Brian de Breffny, ed., Ireland: A Cultural Encyclopaedia (London: Thames & Hudson 1982), calls him a prolific writer of poems that employed Irish material incl. Songs of Killarney (1837 [sic err.]); Father O’Flynn and Other Irish Lyrics (1889); An Irish Faery Book (1909; [rep. 1928]), and The Book of Irish Poetry (1914), called ‘a surprisingly good anthology’.

Margaret Drabble, ed., The Oxford Companion to English Literature (OUP 1986) calls him inspector of schools with many volumes of Irish songs and ballads and an autobiography, To Return to All That (1930); ‘Father O’Flynn’ first published in Spectator.

Seamus Deane, gen. ed., The Field Day Anthology of Irish Writing (Derry: Field Day 1991), Vol. 2, offers a sole reference, viz., ‘The sentimentalizing and bowdlerizing process might have continued unchecked, aided by those who, like A. P. Graves, sincerely believed they were still involved in a rescue mission, had not Carl Hardebeck and the Gaelic League arrived on the scene’ (FD2, p.76; see Hardebeck, q.v.)

University of Ulster (Central Library) holds Graves, ed. Poems of Le Fanu (1896).

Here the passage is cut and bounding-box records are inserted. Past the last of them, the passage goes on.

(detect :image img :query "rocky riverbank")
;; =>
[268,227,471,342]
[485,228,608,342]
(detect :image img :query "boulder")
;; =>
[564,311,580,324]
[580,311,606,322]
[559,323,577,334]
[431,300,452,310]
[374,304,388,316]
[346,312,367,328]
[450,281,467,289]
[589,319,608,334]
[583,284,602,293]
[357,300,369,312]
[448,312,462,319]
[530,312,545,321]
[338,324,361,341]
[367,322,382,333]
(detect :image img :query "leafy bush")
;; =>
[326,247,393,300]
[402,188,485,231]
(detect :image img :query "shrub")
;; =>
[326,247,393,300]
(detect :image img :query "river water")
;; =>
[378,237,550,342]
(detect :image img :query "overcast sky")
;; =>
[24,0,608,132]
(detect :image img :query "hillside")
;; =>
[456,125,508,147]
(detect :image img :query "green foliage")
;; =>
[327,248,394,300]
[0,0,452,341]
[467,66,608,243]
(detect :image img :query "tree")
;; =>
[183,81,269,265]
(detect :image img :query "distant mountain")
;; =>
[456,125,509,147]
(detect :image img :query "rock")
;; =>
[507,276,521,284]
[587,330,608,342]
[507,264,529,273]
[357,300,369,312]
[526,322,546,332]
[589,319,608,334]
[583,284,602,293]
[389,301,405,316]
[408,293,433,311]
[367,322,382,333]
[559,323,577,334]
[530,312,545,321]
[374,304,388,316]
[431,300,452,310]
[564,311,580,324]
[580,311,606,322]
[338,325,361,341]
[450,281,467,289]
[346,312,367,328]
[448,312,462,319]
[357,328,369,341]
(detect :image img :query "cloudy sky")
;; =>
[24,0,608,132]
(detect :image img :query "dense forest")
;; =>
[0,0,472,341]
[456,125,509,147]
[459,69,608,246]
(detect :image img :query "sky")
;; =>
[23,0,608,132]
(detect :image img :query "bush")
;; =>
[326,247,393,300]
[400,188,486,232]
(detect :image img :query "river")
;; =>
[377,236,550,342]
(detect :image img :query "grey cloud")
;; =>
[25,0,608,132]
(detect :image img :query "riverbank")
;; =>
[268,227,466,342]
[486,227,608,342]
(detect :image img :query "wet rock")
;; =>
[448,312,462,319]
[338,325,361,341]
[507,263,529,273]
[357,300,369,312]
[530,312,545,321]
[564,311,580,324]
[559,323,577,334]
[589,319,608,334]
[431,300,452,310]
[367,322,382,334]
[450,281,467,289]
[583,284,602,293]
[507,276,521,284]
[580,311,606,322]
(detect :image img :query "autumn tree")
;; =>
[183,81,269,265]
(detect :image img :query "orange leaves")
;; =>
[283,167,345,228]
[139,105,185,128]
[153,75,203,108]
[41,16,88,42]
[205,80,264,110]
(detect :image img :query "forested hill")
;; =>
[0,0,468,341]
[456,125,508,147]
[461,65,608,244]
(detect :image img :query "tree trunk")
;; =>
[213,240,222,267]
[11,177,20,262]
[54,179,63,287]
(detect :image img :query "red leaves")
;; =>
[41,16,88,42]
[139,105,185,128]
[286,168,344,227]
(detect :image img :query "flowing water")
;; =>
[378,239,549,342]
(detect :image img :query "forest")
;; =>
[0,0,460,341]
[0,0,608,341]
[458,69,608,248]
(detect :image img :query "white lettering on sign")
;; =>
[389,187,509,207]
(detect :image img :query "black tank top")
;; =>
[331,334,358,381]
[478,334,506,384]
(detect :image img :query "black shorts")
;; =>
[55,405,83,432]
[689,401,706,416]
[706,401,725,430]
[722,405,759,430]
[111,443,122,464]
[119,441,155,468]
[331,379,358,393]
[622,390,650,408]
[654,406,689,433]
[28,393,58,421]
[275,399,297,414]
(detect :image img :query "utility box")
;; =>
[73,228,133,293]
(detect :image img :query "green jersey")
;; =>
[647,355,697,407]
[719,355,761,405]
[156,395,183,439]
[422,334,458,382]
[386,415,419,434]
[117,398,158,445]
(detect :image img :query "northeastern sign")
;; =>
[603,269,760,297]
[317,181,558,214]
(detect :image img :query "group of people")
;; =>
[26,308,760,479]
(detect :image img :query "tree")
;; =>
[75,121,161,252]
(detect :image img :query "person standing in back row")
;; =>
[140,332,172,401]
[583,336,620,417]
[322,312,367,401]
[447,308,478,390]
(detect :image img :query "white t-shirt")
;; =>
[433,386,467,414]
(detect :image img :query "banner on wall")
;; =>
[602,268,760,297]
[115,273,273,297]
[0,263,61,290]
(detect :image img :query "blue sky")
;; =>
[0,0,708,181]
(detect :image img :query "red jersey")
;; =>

Belfast Linenhall Library holds ‘Joseph Sheridan Le Fanu’ (in Irish Literary and Musical Studies, 1913); Rafroidi lists Irish Literary and Musical Studies (Lon, Elkin Mathews, 1913).

Belfast Central Library holds under Graves, A. P. The Book of Irish Poetry (n.d.; also UUC LIB); Fairy Tale (1898); Father O’Flynn and other Lyrics (1889); Irish Doric (?n.d.); Irish Song Book (1902); Irish Songs and Ballads (1880); Cong Retreat and Other Doggerels (1915); Lyrics from The ‘Absentee’ (n.d); Memoir of Joseph L Fanu (1880); Progenitors (1929); Reciters Treasury [or Songs] of Irish Wit and Humour (1884); Songs of Killarney (1873); Songs of Old Ireland (1903); Progenitors (1929); Return to All That (1930).